Proof Correct: AxB = Φ and A=Φ v B=Φ

[poutsos.A]

a) AxB =Φ <====> [ (a,b)εAxB <-----> (a,b)εΦ] <=====>[(aεA & bεB)<------>(aεΦ & bεΦ)] <====>[(aεA----->aεΦ) & (bεB------>bεΦ)] ======>(aεA----->aεΦ)====> A= Φ ====> A=Φ v B=Φ.

 

[Hurkyl]

What are the individual steps?

Incidentally, it's clear that you've made a mistake: along the way, you asserted that

AxB = Φ ====> A = Φ

but it's easy to construct counterexamples...

 

[farleyknight]

You made a mistake here:

(aεA & bεB) <------> (aεΦ & bεΦ)

If A x B = Φ then a cannot be included in Φ, because Φ is a set of ordered pairs.

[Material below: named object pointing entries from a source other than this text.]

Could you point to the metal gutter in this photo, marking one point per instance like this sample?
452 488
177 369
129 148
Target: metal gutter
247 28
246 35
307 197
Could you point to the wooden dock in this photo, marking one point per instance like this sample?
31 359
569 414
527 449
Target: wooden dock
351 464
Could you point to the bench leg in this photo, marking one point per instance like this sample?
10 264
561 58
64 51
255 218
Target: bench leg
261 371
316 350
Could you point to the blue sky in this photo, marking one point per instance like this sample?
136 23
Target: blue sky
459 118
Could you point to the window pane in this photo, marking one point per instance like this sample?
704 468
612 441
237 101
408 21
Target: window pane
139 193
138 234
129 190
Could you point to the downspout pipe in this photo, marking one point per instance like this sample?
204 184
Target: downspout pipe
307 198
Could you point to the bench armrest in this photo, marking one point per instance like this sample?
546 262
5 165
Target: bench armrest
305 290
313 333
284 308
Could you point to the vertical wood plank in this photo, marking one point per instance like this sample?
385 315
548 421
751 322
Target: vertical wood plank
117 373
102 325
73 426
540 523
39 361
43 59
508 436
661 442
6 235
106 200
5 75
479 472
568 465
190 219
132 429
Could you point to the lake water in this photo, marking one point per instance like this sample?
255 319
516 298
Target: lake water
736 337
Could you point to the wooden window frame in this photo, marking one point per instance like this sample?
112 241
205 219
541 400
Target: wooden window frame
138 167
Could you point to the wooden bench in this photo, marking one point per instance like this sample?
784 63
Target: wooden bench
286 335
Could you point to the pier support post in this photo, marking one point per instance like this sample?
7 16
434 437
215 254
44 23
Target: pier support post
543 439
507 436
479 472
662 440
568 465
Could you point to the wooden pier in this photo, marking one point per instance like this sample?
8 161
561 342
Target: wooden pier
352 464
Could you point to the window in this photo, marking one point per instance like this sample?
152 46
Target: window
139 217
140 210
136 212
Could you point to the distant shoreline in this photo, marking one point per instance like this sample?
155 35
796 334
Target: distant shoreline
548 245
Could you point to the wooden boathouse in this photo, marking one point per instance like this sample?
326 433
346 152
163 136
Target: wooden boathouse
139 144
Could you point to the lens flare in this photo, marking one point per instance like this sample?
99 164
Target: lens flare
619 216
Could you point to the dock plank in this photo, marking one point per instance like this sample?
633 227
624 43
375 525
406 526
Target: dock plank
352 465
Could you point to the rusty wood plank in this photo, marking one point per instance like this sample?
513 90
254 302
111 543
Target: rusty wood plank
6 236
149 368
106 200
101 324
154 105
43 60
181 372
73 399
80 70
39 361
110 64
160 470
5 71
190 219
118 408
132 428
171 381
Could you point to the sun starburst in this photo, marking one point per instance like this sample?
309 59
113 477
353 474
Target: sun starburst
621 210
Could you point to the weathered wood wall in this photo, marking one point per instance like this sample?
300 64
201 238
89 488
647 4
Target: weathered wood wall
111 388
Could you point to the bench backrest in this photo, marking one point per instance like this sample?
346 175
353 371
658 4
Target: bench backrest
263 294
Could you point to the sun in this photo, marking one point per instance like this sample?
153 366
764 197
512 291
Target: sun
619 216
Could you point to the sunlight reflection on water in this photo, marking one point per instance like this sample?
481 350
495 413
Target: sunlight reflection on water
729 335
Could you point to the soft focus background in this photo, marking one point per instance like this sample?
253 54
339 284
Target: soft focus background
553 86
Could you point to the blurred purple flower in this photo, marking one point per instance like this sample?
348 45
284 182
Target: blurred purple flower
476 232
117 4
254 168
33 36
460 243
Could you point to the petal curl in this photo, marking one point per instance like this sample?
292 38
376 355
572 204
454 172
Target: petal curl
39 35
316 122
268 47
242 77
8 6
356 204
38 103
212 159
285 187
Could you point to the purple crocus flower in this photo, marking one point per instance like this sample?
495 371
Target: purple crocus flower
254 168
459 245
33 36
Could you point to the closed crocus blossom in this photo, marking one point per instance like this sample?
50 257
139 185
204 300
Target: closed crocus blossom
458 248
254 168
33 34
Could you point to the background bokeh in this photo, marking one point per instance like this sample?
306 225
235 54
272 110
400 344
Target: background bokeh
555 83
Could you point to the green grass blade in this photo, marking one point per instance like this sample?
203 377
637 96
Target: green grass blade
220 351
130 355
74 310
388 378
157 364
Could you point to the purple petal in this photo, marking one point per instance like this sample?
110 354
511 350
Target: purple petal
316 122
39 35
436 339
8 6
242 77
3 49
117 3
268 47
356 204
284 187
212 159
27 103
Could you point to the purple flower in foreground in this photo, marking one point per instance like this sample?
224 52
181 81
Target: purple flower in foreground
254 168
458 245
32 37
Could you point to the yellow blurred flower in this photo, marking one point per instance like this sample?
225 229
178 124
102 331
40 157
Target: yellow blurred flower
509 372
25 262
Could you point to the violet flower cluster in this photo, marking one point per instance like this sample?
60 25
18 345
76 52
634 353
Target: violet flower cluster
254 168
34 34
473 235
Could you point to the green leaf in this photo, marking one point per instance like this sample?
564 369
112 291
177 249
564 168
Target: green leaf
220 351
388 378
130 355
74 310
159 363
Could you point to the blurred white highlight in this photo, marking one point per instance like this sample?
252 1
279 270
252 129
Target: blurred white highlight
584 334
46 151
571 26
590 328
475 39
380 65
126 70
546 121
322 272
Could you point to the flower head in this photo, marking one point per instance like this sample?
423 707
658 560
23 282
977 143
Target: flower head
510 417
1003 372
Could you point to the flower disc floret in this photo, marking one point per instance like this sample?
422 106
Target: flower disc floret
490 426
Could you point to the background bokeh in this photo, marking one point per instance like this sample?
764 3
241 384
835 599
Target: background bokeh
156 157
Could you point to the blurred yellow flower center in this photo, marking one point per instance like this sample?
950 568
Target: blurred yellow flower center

What's the original problem?

 

[adriank]

It looks like the original problem is to prove A \times B = \varnothing \Longleftrightarrow A = \varnothing \vee B = \varnothing. He is writing Φ to mean the empty set.

 

[poutsos.A]

That is correct adriank ,thanx

 

[poutsos.A]

Also <====> means double implications or equivalent

 

[poutsos.A]

It looks like the original problem is to prove A \times B = \varnothing \Leftrightarrow A = \varnothing \vee B = \varnothing. He is writing Φ to mean the empty set.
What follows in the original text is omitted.